Claudio Ferrufino-Coqueugniot

En el Gaspar de la noche leo: “(…) la poesía es como el almendro: sus flores son perfumadas y sus frutos amargos.”

¡Cuánto me gusta regalarte algo que no conoces! Me alarga entonces La hermandad del anillo, primer libro de El señor de los anillos, de John Ronald Reuel Tolkien. En la noche lo leeré y será inolvidable. Cubierta verde, me acuerdo. Estábamos en el Zürich, café de unas judías alemanas con la mueblería tapizada con los colores hermosos y opacos de Austria-Hungría, azules y guindos. Cochabamba, 1985, anotado en la cronología que se acumula hasta que cae el mazo de la muerte. Amores, sueños, desasosiego, angustia, júbilo y privación. Torta Selva Negra, café pesado, las dueñas conversan en yiddish. Tú sonríes, Elisabeth sonríe. Son casi cuarenta años. No serás la misma como yo no. Nadie piensa en lo implacable de las horas, los hijos corren como simunes, hijos que no tuvimos y que pudimos bajo los eucaliptos de Molle-Molle, al borde del abismo de la quebrada; el río al fondo como hilo de plata. Viento y hojas cuchilleras, largas puntiagudas, grises sobre tu vientre de treinta y seis (siempre me recuerdas tu edad en contradicción con mi “pecho joven”). Tus senos de cimas de tinte algo oscuro, la camisa negra abierta, y yo que bebo con la sed del mundo.
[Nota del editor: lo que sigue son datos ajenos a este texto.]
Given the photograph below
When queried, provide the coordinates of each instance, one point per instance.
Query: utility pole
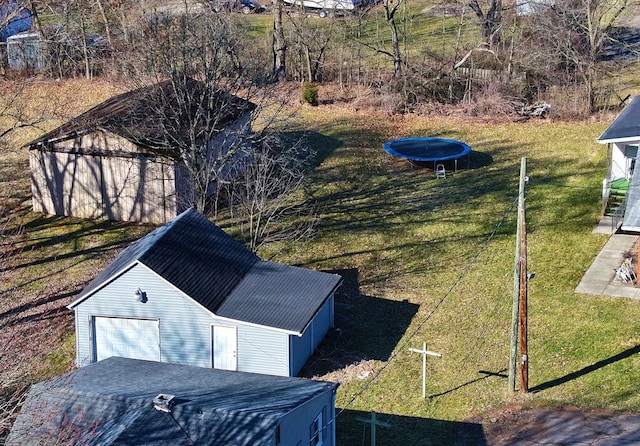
(524, 285)
(518, 273)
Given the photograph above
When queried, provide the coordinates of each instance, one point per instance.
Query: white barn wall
(94, 186)
(303, 346)
(185, 327)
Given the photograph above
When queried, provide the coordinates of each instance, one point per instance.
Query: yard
(424, 260)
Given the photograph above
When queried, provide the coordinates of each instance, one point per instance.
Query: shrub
(310, 93)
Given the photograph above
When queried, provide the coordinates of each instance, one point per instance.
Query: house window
(315, 431)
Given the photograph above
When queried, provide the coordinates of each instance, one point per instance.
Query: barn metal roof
(223, 276)
(131, 115)
(111, 402)
(626, 126)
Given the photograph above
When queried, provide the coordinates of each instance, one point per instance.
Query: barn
(188, 293)
(115, 161)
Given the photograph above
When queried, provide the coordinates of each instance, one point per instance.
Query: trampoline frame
(466, 150)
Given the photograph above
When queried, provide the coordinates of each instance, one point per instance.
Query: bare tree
(279, 42)
(490, 20)
(390, 9)
(194, 62)
(268, 197)
(570, 37)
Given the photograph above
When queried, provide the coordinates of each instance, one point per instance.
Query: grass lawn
(424, 260)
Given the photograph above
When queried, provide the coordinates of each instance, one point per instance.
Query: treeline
(489, 56)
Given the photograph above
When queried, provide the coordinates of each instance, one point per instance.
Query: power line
(432, 312)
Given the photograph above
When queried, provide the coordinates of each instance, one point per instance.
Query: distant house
(188, 293)
(14, 18)
(126, 402)
(114, 161)
(621, 186)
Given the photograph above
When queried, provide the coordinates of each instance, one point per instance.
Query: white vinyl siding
(185, 327)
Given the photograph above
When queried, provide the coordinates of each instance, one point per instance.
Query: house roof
(145, 115)
(631, 220)
(626, 126)
(111, 402)
(223, 276)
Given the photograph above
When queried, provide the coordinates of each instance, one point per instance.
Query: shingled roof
(111, 402)
(135, 115)
(626, 126)
(223, 276)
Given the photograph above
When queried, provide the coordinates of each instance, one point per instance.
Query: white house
(622, 182)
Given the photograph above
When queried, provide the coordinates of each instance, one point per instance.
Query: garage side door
(128, 338)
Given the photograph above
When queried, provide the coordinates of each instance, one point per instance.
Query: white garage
(127, 338)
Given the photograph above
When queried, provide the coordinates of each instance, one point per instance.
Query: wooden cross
(424, 352)
(373, 422)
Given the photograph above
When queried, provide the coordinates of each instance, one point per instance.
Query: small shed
(113, 161)
(621, 186)
(141, 403)
(188, 293)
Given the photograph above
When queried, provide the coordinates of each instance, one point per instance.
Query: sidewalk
(600, 277)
Cómo no te conocí antes, creo escuchar. Debimos arrojarnos al abismo y eternizar la vida con la destrucción, pero bella en demasía, no era tiempo de matarte, uno siempre cree que hay espacio para todo. El polvo retrata la soledad, caliente, seco, selladas a arena y sal las fuentes que aquel día ofrecías, de Cleopatra a César.
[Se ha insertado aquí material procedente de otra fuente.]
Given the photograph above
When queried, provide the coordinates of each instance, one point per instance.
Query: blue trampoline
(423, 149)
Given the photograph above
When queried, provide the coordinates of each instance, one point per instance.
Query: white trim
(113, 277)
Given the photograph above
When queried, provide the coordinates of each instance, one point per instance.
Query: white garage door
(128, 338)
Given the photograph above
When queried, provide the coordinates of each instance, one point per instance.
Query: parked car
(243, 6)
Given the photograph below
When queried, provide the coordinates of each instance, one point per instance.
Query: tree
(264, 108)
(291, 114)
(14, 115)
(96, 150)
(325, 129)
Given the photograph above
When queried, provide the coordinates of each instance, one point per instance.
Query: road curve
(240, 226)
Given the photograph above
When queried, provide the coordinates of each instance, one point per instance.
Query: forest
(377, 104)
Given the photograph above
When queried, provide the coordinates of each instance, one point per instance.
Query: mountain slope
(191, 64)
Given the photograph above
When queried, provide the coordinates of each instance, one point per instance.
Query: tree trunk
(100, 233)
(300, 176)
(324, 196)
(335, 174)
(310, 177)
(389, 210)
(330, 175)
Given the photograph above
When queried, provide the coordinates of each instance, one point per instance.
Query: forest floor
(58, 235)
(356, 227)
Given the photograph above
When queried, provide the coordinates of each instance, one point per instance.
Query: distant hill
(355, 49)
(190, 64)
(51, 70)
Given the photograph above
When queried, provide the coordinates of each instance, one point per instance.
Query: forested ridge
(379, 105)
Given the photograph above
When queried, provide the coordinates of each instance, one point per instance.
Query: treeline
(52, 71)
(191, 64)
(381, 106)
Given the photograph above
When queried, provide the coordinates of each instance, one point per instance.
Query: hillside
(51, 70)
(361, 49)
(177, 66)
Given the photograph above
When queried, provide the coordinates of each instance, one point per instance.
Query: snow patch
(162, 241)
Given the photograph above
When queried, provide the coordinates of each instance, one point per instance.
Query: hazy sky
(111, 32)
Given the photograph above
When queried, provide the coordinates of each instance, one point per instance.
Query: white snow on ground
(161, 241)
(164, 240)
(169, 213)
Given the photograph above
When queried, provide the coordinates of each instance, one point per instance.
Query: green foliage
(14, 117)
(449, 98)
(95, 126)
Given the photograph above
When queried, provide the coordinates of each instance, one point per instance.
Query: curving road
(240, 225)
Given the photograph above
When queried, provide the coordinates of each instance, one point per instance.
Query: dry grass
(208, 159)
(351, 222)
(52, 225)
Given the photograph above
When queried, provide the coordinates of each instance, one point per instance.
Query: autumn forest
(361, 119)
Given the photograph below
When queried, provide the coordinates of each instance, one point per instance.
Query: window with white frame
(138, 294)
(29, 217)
Todo comenzó con Apollinaire. Villazón, tierra horrible de frontera. Prefiero ir a comer milanesas al frente, a La Quiaca, con vino tinto de la casa en jarro de aluminio. Recorro las tiendas y señalo y pago. Me concentro en hormas de parmesano cáscara negra, de cinco kilos, que compro en cinco dólares y vendo en cincuenta en Cochabamba. Salame Milán, grueso pero de picado fino. Igual, cinco kilos. De la empresa Arcor, queso fundido. Contrabandistas duchos y antiguos con los que bebí anoche señalan las cosas que se venden más. Un muchacho anota el nombre de cada establecimiento y el número de compras. Las pasarán hasta mi alojamiento en Villazón una a una, por debajo del puente del tren, por el río de las hormigas. Recuerdo que era complicado. Más adelante a la estación, despachos, aduanas, coima, pero estaba bien asesorado y era ya el tercer viaje que hacía. Hormas de un kilo del mejor roquefort. Jugoso, como el parmesano que al quebrar la oscura cáscara echa un líquido delicioso, salado y ácido, quema el paladar. Algunas cajas de alfajores Havanna, y cordobeses y santafesinos, más baratos, con fruta. La elite cochabambina come bien. Aparte de ganar dólares, dejo en casa al menos una pieza de cada uno. En la despensa los quesos, las carnes en el refrigerador.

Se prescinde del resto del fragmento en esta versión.